Une fois activée, elle permet à Windows de générer des journaux d’activité bien plus détaillés que ceux du journal des événements classique. Processus lancés, connexions réseau, modifications critiques dans le registre, événements liés aux fichiers selon la configuration choisie… Sysmon observe en arrière-plan et consigne l’essentiel. C’est d’ailleurs ce niveau de précision qui en a fait un standard dans les environnements sensibles, en particulier lorsqu’il est couplé à un SIEM qui centralise, corrèle et exploite des journaux à grande échelle, ou à une solution de détection comportementale.

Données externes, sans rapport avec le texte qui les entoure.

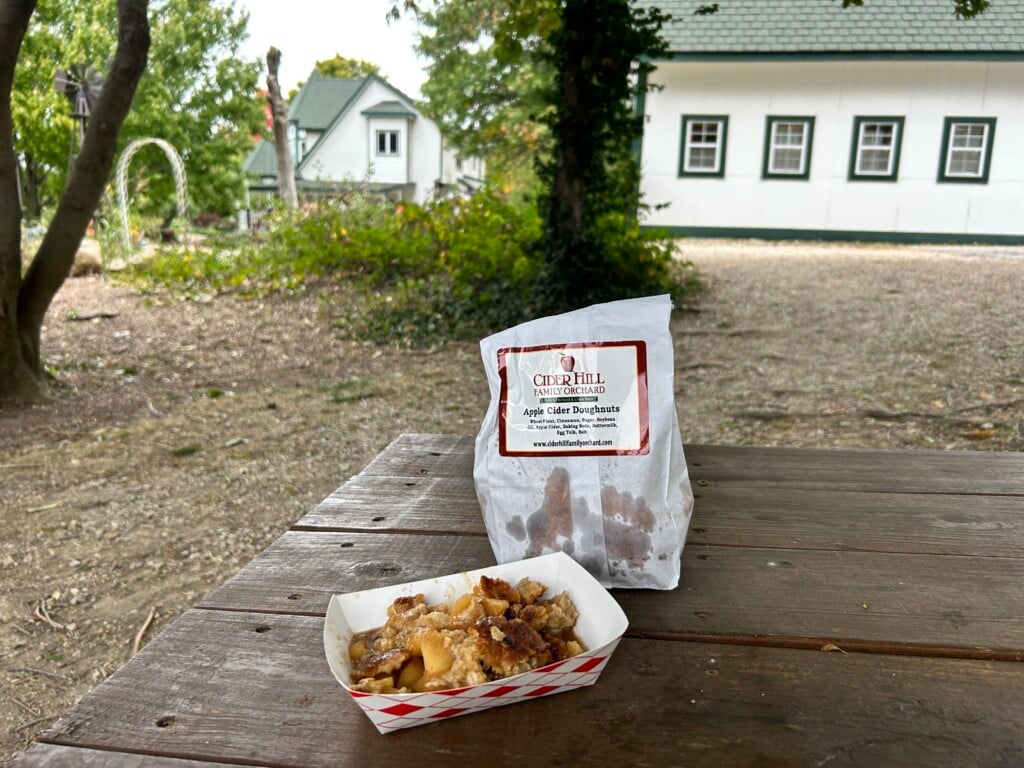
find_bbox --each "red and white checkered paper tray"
[324,552,627,733]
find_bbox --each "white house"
[244,70,483,210]
[639,0,1024,243]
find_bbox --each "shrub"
[117,190,688,345]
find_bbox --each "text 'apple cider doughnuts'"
[473,296,693,589]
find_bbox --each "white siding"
[294,80,441,202]
[641,60,1024,237]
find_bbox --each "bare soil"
[0,240,1024,762]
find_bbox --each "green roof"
[242,70,417,182]
[361,101,416,118]
[288,70,366,131]
[636,0,1024,58]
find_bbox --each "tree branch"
[17,0,150,365]
[0,0,36,315]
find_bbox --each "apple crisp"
[348,575,586,693]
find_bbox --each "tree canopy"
[11,0,263,221]
[417,0,560,191]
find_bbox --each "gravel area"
[0,240,1024,762]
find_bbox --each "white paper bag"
[473,296,693,589]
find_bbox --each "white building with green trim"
[244,71,483,217]
[639,0,1024,243]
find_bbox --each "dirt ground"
[0,240,1024,762]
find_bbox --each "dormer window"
[377,131,398,157]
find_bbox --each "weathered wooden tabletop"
[13,435,1024,768]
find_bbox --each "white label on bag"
[498,341,650,456]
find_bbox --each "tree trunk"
[22,153,43,221]
[266,48,299,209]
[0,0,150,402]
[0,0,40,399]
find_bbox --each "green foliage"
[11,0,263,219]
[417,0,559,189]
[537,0,672,312]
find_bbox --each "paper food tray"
[324,552,627,733]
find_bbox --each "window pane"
[689,146,718,171]
[946,150,981,176]
[774,123,804,146]
[858,150,890,173]
[860,123,895,146]
[952,123,988,150]
[771,148,803,173]
[690,123,718,144]
[681,119,725,174]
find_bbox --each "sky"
[234,0,426,98]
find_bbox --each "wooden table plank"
[193,531,1024,659]
[293,475,1024,557]
[7,741,256,768]
[307,434,1024,496]
[685,445,1024,496]
[293,474,484,536]
[197,530,495,616]
[344,433,473,477]
[294,435,1024,557]
[687,483,1024,558]
[27,610,1024,768]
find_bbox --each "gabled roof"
[242,70,418,183]
[288,70,367,131]
[636,0,1024,58]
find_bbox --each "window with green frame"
[849,116,904,181]
[761,115,814,179]
[939,118,995,184]
[679,115,729,177]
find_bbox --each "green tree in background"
[0,0,150,402]
[11,0,263,218]
[537,0,672,311]
[288,53,381,101]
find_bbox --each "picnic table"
[12,434,1024,768]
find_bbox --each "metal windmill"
[53,63,104,173]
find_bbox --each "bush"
[117,190,687,345]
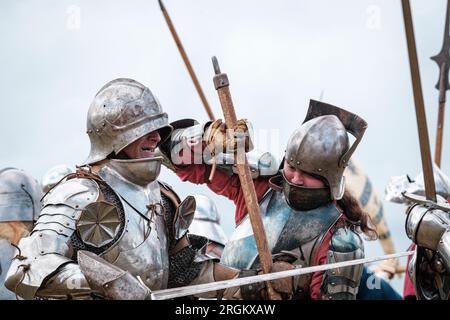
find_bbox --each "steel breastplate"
[221,190,341,269]
[98,166,169,290]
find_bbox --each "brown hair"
[337,190,378,240]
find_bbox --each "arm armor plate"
[5,179,100,299]
[321,228,364,300]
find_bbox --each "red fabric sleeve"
[176,164,269,224]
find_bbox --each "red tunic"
[176,164,342,300]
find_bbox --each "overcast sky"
[0,0,450,294]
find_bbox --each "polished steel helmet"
[189,194,228,245]
[285,100,367,200]
[85,78,172,164]
[0,168,42,222]
[41,164,75,193]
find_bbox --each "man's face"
[123,131,161,159]
[283,160,325,188]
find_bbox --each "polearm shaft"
[212,57,280,300]
[151,251,414,300]
[402,0,436,202]
[434,63,448,167]
[158,0,215,120]
[431,0,450,167]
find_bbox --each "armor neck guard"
[107,157,163,186]
[272,170,331,211]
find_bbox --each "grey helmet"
[0,168,42,222]
[41,164,75,193]
[189,194,228,246]
[285,100,367,200]
[84,78,172,164]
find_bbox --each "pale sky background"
[0,0,450,296]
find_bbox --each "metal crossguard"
[150,251,414,300]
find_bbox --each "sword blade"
[151,251,414,300]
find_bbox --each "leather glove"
[203,119,253,155]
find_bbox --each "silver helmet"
[85,78,172,164]
[189,194,228,246]
[41,164,75,193]
[0,168,42,222]
[285,100,367,200]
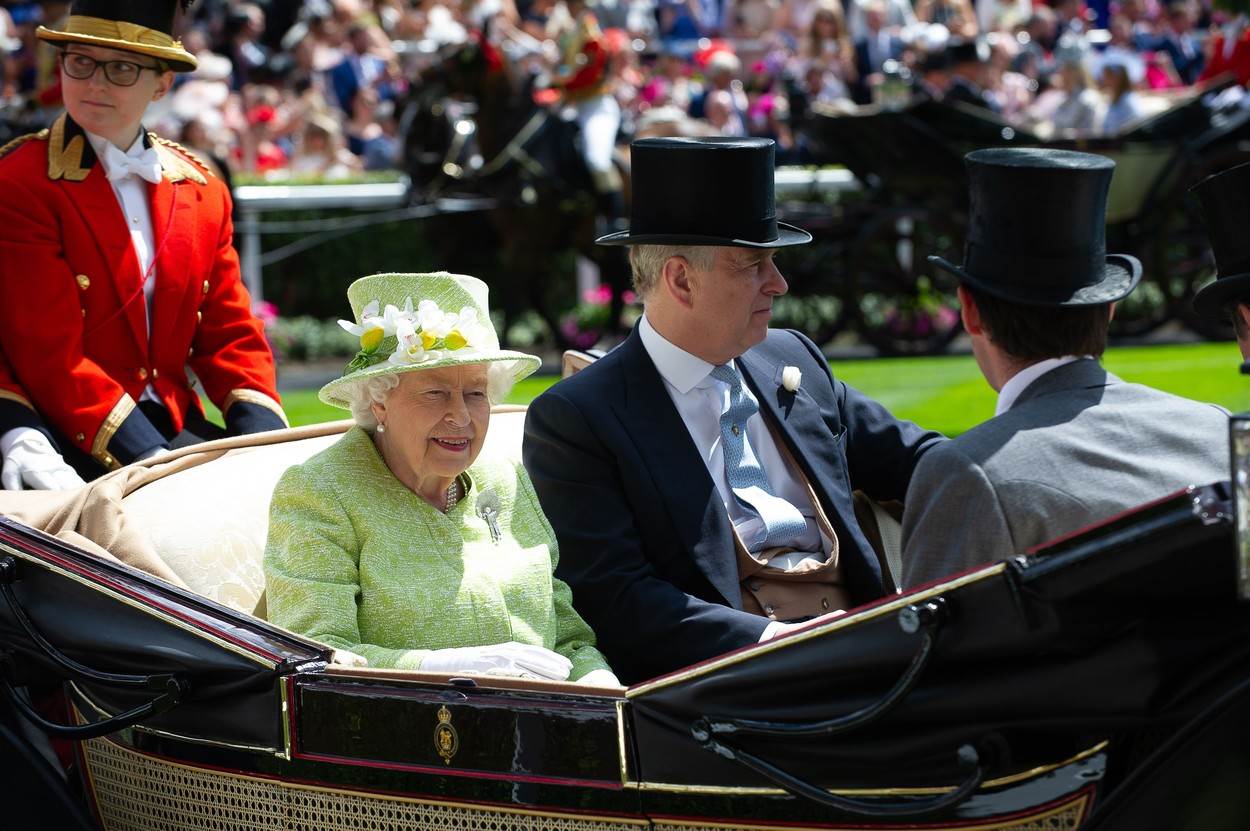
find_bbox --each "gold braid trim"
[91,392,135,470]
[48,112,91,181]
[0,127,48,159]
[148,131,211,185]
[221,390,291,427]
[149,134,209,185]
[0,390,35,410]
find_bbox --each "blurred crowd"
[0,0,1250,180]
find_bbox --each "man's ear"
[660,256,695,309]
[958,284,985,335]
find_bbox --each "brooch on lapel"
[781,366,803,392]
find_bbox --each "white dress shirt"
[639,314,831,570]
[994,355,1089,415]
[86,130,160,402]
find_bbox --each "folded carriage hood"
[0,517,329,755]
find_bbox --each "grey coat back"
[903,360,1229,587]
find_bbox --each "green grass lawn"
[241,344,1250,435]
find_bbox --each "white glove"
[578,670,621,687]
[330,650,369,666]
[0,427,86,491]
[135,445,174,461]
[421,641,573,681]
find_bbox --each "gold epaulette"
[0,127,48,159]
[148,132,213,175]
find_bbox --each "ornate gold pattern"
[221,390,291,427]
[434,705,460,765]
[48,112,91,181]
[651,794,1090,831]
[91,392,135,470]
[0,390,35,410]
[148,132,209,185]
[148,130,213,174]
[83,739,649,831]
[0,127,48,159]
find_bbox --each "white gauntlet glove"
[421,641,573,681]
[0,427,86,491]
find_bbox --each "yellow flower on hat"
[339,297,413,355]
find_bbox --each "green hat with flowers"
[319,271,543,410]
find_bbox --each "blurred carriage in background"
[786,81,1250,355]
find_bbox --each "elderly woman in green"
[265,274,616,685]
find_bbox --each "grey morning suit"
[903,359,1229,587]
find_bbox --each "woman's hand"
[330,650,369,666]
[421,641,573,681]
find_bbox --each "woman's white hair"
[348,361,516,432]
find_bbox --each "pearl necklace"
[443,479,460,514]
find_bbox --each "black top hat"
[929,147,1141,306]
[595,137,811,249]
[35,0,195,72]
[1191,164,1250,317]
[943,37,990,66]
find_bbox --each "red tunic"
[0,115,285,469]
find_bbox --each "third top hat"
[595,136,811,249]
[1193,164,1250,317]
[929,147,1141,306]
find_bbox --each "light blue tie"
[711,364,808,551]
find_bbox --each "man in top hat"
[903,149,1229,587]
[1193,158,1250,361]
[524,137,943,682]
[943,37,1000,112]
[0,0,286,489]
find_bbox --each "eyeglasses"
[61,52,161,86]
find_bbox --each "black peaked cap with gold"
[35,0,196,72]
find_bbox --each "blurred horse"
[404,34,629,349]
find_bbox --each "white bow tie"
[104,144,161,185]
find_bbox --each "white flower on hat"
[339,297,413,354]
[386,317,429,366]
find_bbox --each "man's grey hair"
[348,361,516,432]
[629,245,716,302]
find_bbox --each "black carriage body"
[0,477,1250,829]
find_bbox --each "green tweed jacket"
[265,427,608,681]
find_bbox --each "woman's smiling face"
[374,364,490,497]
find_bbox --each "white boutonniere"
[781,366,803,392]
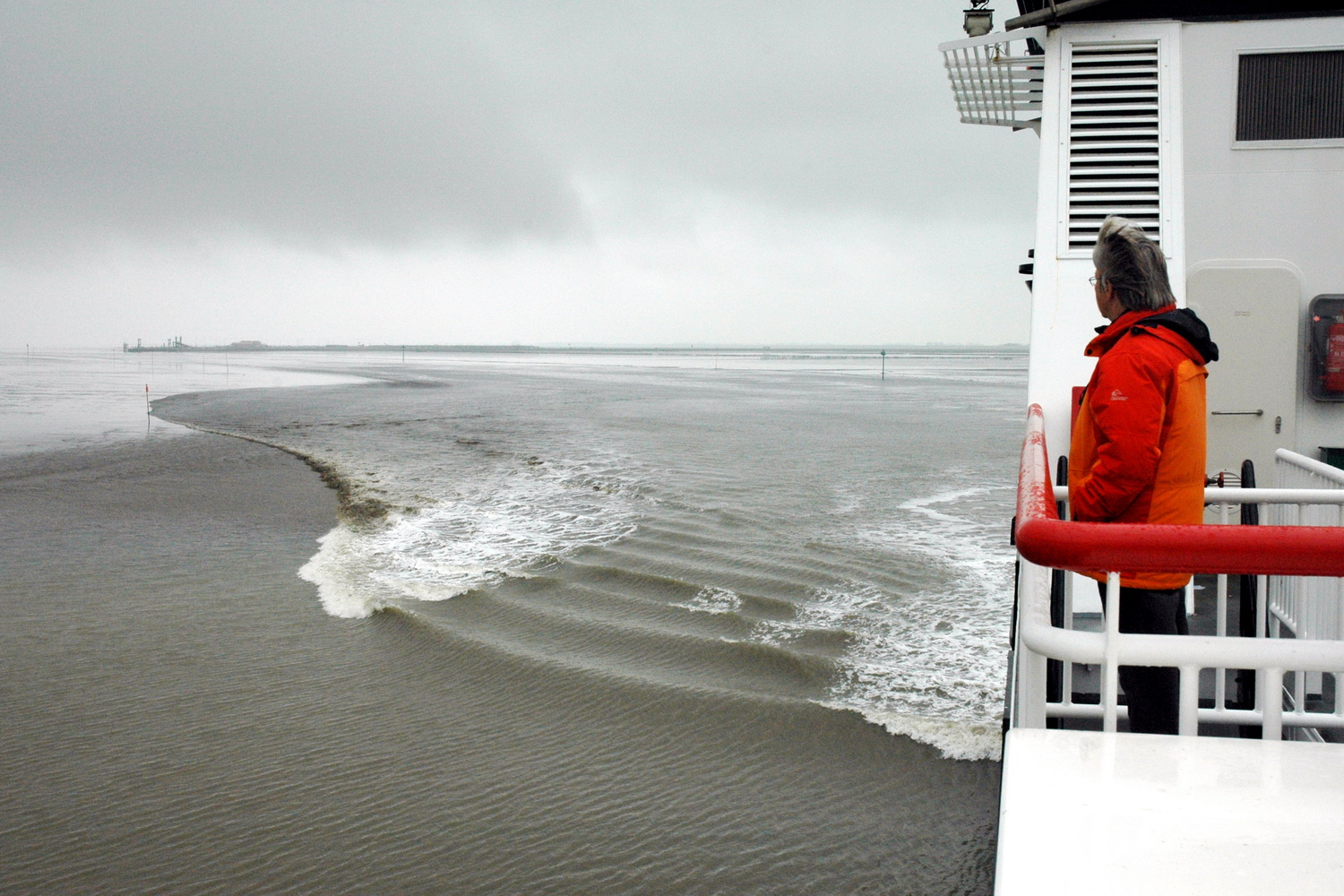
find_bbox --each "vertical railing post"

En l’intégrant au système, Microsoft entend évidemment simplifier son déploiement dans les parcs d’entreprise. Plus besoin de télécharger l’exécutable depuis la suite Sysinternals, ni de gérer son installation via des scripts ou des GPO (stratégies de groupe permettant d’automatiser la configuration des postes en entreprise). Il reste toutefois indispensable de fournir un fichier de configuration adapté, pour sélectionner les événements pertinents, puisque mal configuré, Sysmon peut rapidement générer un volume de données difficile à analyser, au détriment de toute visibilité utile.
Un outil d’observation pour pros, pas une protection en temps réel
À toutes fins utiles, on rappellera que Sysmon n’est pas un antivirus, ni même un outil de réponse automatisée. Il ne bloque rien, ne déclenche aucune alerte à lui seul et ne propose pas d’interface conviviale. Son rôle est purement passif : enregistrer des événements système pour faciliter l’analyse a posteriori.
Mais bien utilisé, et entre de bonnes mains, il peut s’avérer précieux. Il permet par exemple d’identifier l’exécution d’un script malveillant, de suivre une tentative de persistance ou de retracer les actions d’un malware déjà présent sur la machine.
Pour un usage grand public, l’intérêt est plus limité. Activer Sysmon sur un poste personnel n’a de sens que si l’on sait quoi en faire, et surtout si l’on dispose d’outils capables d’exploiter les journaux générés.